SPOILER ALERT
I didn't get the significance of the title "Far Cry", but the reference in the novel is of a jazz piece from the album of the same title, by Eric Dolphy, on sax that DI Cordon favors. A melancholy piece, and perhaps commenting on the atmosphere of the story. While the plot is interesting the book could easily been 100 pages shorter, I thought the story dragged. It is a police procedural. The story involves missing children and pedophilia; a depressing subject. From the beginning incident of two girls who go missing during a fret: one found alive, the other dead on a shelf in a abandoned, deteriorating engine house, on the Cornwall coast, to a missing girl thirteen years later. The focal point: the mother of the dead girl Heather, and the missing girl, Beatrice, 13 years later, are one and the same.
Simon and Ruth Pierce allow their daughter to accompany her friend's family, the Effords, on a 10-day vacation. Alan, the father, against his better judgement allows the girls to go to a remote beach with dark getting close, along with the 14-year-old son, Lee. When the girls give Lee a hard time he leaves them to his friends. As the fog moves in the girls become lost. Kelly is found by a hermit who takes care of her until the following morning, thus saving her life. The loss of Heather brings Ruth and Simon's marriage to an end. Simon doesn't believe that Ruth grieves properly. He is bereft and seeks help from various groups ending up possessed with internet group, some rather dicey, and finally falling into the depths of despair. At the same time several other girls have been abducted: Christine Fell, Janine Prentiss and Rose Howard. DI Trevor Cordon leads the investigation. Christine and Janine experience sexual assault and are then released. Rose has never been found. Martina Jones when abducted is found and her abductor is caught and jailed for three years, then released. Cordon is infuriated and believes that Mitchell Roberts was also responsible for the other girls. He doesn't believe the brutal assault of Martina was the first and only by Roberts, and there had to be earlier ones. He pursues Roberts.
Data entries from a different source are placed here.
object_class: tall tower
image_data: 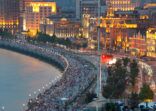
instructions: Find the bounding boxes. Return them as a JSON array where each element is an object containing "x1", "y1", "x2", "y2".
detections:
[{"x1": 0, "y1": 0, "x2": 20, "y2": 33}]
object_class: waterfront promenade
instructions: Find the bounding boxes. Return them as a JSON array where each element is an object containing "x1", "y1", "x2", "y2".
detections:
[{"x1": 0, "y1": 38, "x2": 97, "y2": 111}]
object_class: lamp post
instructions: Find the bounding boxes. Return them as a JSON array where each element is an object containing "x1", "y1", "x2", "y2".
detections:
[
  {"x1": 29, "y1": 93, "x2": 31, "y2": 98},
  {"x1": 22, "y1": 103, "x2": 26, "y2": 110},
  {"x1": 61, "y1": 97, "x2": 69, "y2": 111},
  {"x1": 97, "y1": 0, "x2": 102, "y2": 98},
  {"x1": 1, "y1": 106, "x2": 5, "y2": 111}
]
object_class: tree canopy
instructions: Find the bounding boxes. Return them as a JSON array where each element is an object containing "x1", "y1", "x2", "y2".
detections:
[
  {"x1": 0, "y1": 28, "x2": 13, "y2": 38},
  {"x1": 102, "y1": 59, "x2": 127, "y2": 99},
  {"x1": 130, "y1": 59, "x2": 139, "y2": 87},
  {"x1": 139, "y1": 84, "x2": 154, "y2": 101},
  {"x1": 102, "y1": 58, "x2": 141, "y2": 99},
  {"x1": 35, "y1": 32, "x2": 72, "y2": 47}
]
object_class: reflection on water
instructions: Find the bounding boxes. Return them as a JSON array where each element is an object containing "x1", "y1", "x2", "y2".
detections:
[{"x1": 0, "y1": 49, "x2": 61, "y2": 111}]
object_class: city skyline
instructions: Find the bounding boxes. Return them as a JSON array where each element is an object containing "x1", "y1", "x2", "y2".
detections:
[{"x1": 0, "y1": 0, "x2": 156, "y2": 111}]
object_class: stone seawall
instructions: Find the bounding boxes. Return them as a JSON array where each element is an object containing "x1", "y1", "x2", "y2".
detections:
[{"x1": 0, "y1": 40, "x2": 68, "y2": 73}]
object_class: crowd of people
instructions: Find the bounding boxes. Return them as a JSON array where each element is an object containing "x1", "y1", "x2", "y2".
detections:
[{"x1": 0, "y1": 38, "x2": 97, "y2": 111}]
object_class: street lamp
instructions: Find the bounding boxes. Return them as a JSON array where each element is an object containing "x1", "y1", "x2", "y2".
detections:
[
  {"x1": 29, "y1": 94, "x2": 31, "y2": 97},
  {"x1": 96, "y1": 0, "x2": 102, "y2": 98},
  {"x1": 61, "y1": 97, "x2": 69, "y2": 111},
  {"x1": 38, "y1": 88, "x2": 41, "y2": 92},
  {"x1": 1, "y1": 106, "x2": 5, "y2": 111},
  {"x1": 34, "y1": 91, "x2": 37, "y2": 95},
  {"x1": 42, "y1": 86, "x2": 45, "y2": 89},
  {"x1": 22, "y1": 103, "x2": 26, "y2": 110},
  {"x1": 49, "y1": 82, "x2": 52, "y2": 85},
  {"x1": 45, "y1": 84, "x2": 48, "y2": 87}
]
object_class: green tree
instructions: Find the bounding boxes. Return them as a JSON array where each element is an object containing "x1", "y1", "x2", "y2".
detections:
[
  {"x1": 36, "y1": 32, "x2": 72, "y2": 47},
  {"x1": 82, "y1": 42, "x2": 88, "y2": 48},
  {"x1": 130, "y1": 59, "x2": 139, "y2": 88},
  {"x1": 36, "y1": 32, "x2": 56, "y2": 43},
  {"x1": 122, "y1": 57, "x2": 130, "y2": 67},
  {"x1": 85, "y1": 92, "x2": 97, "y2": 103},
  {"x1": 105, "y1": 103, "x2": 116, "y2": 111},
  {"x1": 103, "y1": 59, "x2": 127, "y2": 98},
  {"x1": 0, "y1": 28, "x2": 13, "y2": 38},
  {"x1": 139, "y1": 84, "x2": 154, "y2": 101}
]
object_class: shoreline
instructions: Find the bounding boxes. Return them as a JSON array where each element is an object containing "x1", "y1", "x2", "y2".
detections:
[{"x1": 0, "y1": 40, "x2": 68, "y2": 73}]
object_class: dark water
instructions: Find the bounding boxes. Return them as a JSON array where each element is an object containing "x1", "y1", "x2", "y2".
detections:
[{"x1": 0, "y1": 49, "x2": 61, "y2": 111}]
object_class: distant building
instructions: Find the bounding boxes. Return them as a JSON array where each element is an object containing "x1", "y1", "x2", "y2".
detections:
[
  {"x1": 144, "y1": 2, "x2": 156, "y2": 9},
  {"x1": 129, "y1": 32, "x2": 146, "y2": 56},
  {"x1": 137, "y1": 9, "x2": 150, "y2": 31},
  {"x1": 106, "y1": 0, "x2": 140, "y2": 11},
  {"x1": 146, "y1": 28, "x2": 156, "y2": 57},
  {"x1": 80, "y1": 0, "x2": 99, "y2": 18},
  {"x1": 75, "y1": 0, "x2": 107, "y2": 39},
  {"x1": 143, "y1": 2, "x2": 156, "y2": 27},
  {"x1": 24, "y1": 1, "x2": 56, "y2": 36},
  {"x1": 76, "y1": 0, "x2": 106, "y2": 18},
  {"x1": 0, "y1": 0, "x2": 19, "y2": 33},
  {"x1": 75, "y1": 0, "x2": 99, "y2": 39},
  {"x1": 100, "y1": 9, "x2": 138, "y2": 49},
  {"x1": 40, "y1": 18, "x2": 81, "y2": 38},
  {"x1": 19, "y1": 0, "x2": 33, "y2": 32}
]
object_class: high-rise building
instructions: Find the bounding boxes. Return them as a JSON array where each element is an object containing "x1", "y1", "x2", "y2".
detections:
[
  {"x1": 0, "y1": 0, "x2": 19, "y2": 33},
  {"x1": 75, "y1": 0, "x2": 102, "y2": 38},
  {"x1": 79, "y1": 0, "x2": 99, "y2": 18},
  {"x1": 106, "y1": 0, "x2": 140, "y2": 11},
  {"x1": 19, "y1": 0, "x2": 32, "y2": 32},
  {"x1": 75, "y1": 0, "x2": 107, "y2": 40},
  {"x1": 24, "y1": 1, "x2": 57, "y2": 36}
]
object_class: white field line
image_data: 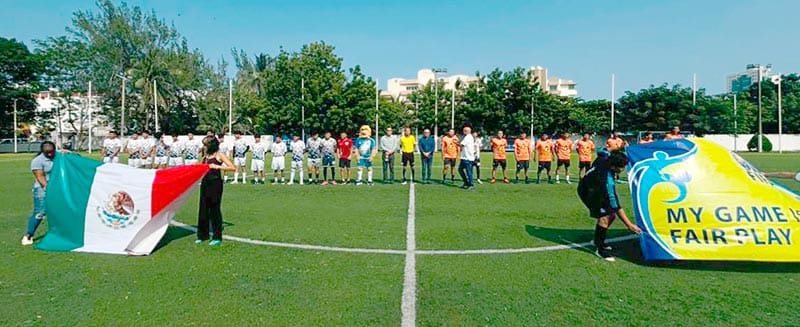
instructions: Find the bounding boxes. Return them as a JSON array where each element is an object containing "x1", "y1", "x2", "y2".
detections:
[
  {"x1": 170, "y1": 221, "x2": 638, "y2": 256},
  {"x1": 401, "y1": 182, "x2": 417, "y2": 327}
]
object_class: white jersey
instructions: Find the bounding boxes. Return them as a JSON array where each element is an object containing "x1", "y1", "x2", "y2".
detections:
[
  {"x1": 251, "y1": 141, "x2": 269, "y2": 160},
  {"x1": 219, "y1": 141, "x2": 232, "y2": 156},
  {"x1": 184, "y1": 139, "x2": 202, "y2": 160},
  {"x1": 126, "y1": 138, "x2": 142, "y2": 158},
  {"x1": 271, "y1": 142, "x2": 287, "y2": 157},
  {"x1": 307, "y1": 137, "x2": 323, "y2": 159},
  {"x1": 140, "y1": 137, "x2": 155, "y2": 158},
  {"x1": 155, "y1": 140, "x2": 169, "y2": 157},
  {"x1": 233, "y1": 138, "x2": 249, "y2": 158},
  {"x1": 168, "y1": 140, "x2": 184, "y2": 157},
  {"x1": 474, "y1": 137, "x2": 483, "y2": 154},
  {"x1": 290, "y1": 140, "x2": 306, "y2": 162},
  {"x1": 103, "y1": 138, "x2": 122, "y2": 157}
]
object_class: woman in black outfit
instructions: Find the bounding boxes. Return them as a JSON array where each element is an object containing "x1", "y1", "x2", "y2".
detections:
[{"x1": 197, "y1": 136, "x2": 235, "y2": 246}]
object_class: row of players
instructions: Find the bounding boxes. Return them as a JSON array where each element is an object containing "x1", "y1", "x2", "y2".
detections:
[{"x1": 99, "y1": 126, "x2": 685, "y2": 186}]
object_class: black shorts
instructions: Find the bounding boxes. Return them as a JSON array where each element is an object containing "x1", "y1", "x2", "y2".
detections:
[
  {"x1": 338, "y1": 158, "x2": 351, "y2": 168},
  {"x1": 516, "y1": 160, "x2": 529, "y2": 169},
  {"x1": 579, "y1": 161, "x2": 591, "y2": 170},
  {"x1": 557, "y1": 159, "x2": 570, "y2": 168},
  {"x1": 538, "y1": 161, "x2": 552, "y2": 170},
  {"x1": 493, "y1": 159, "x2": 507, "y2": 169},
  {"x1": 444, "y1": 158, "x2": 457, "y2": 166},
  {"x1": 402, "y1": 152, "x2": 415, "y2": 165}
]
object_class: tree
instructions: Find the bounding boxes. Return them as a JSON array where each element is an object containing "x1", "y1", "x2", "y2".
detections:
[{"x1": 0, "y1": 37, "x2": 43, "y2": 137}]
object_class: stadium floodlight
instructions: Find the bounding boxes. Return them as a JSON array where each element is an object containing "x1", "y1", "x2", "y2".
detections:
[
  {"x1": 12, "y1": 99, "x2": 17, "y2": 153},
  {"x1": 431, "y1": 68, "x2": 447, "y2": 151},
  {"x1": 772, "y1": 74, "x2": 783, "y2": 153},
  {"x1": 749, "y1": 64, "x2": 767, "y2": 152},
  {"x1": 88, "y1": 81, "x2": 93, "y2": 153}
]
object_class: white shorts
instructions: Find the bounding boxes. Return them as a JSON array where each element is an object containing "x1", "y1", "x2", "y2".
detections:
[
  {"x1": 103, "y1": 156, "x2": 119, "y2": 164},
  {"x1": 291, "y1": 160, "x2": 304, "y2": 170},
  {"x1": 251, "y1": 159, "x2": 265, "y2": 172},
  {"x1": 141, "y1": 157, "x2": 153, "y2": 165},
  {"x1": 154, "y1": 156, "x2": 168, "y2": 165},
  {"x1": 271, "y1": 157, "x2": 285, "y2": 171},
  {"x1": 185, "y1": 159, "x2": 199, "y2": 165},
  {"x1": 168, "y1": 157, "x2": 183, "y2": 166},
  {"x1": 234, "y1": 157, "x2": 247, "y2": 167},
  {"x1": 308, "y1": 158, "x2": 322, "y2": 168},
  {"x1": 128, "y1": 158, "x2": 140, "y2": 168}
]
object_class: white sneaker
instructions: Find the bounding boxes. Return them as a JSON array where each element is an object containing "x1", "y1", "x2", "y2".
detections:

Ruth on the other hand moves to Cambridge, meets another man, Andrew Lawson, marries and has another daughter, Beatrice. When Beatrice is ten, she disappears. At this juncture Will Grayson and Helen Walker enter the story. As one suspect after another is investigated, it is finally Simon, who has basically lost it, and wants to teach Ruth a lesson in loss, has taken Beatrice and is holding her in an abandoned house. She is returned safely. As Helen pursues the possibility of Roberts being a possible suspect she travels to Cornwall to interview Cordon who has been shunted off to an easier venue. Their investigation leads back to the Effords and Lee, who confesses that he had found Heather and in a scuffle with her she falls, hits her head and he hides her until he can put in the engine house. Interviewing the earlier victims leads to the identity of Roberts as the perpetrator, but he has done a runner. He eventually goes after Lorraine and Grayson's children one night. She goes after him with all the passion of a mother protecting her children and clubs him with a wine bottle, stabs him, and them pushes him down the stairs as he follows her. At this point one is providing a standing ovation. He is captured and survives so Lorraine is found acting in self defense.
The story is obviously more complex and strung out than this, but much is extraneous, beyond the countless steps of analyzing the evidence. I like these characters but the story was too long and slow. There is a social commentary throughout involving consensual rough sex that Helen Walker engages in, and her colleagues are aware of, against the issue of precocious teenagers, who are sexually active and then when abducted brutally assaulted. Some of the descriptions are graphic and degrading.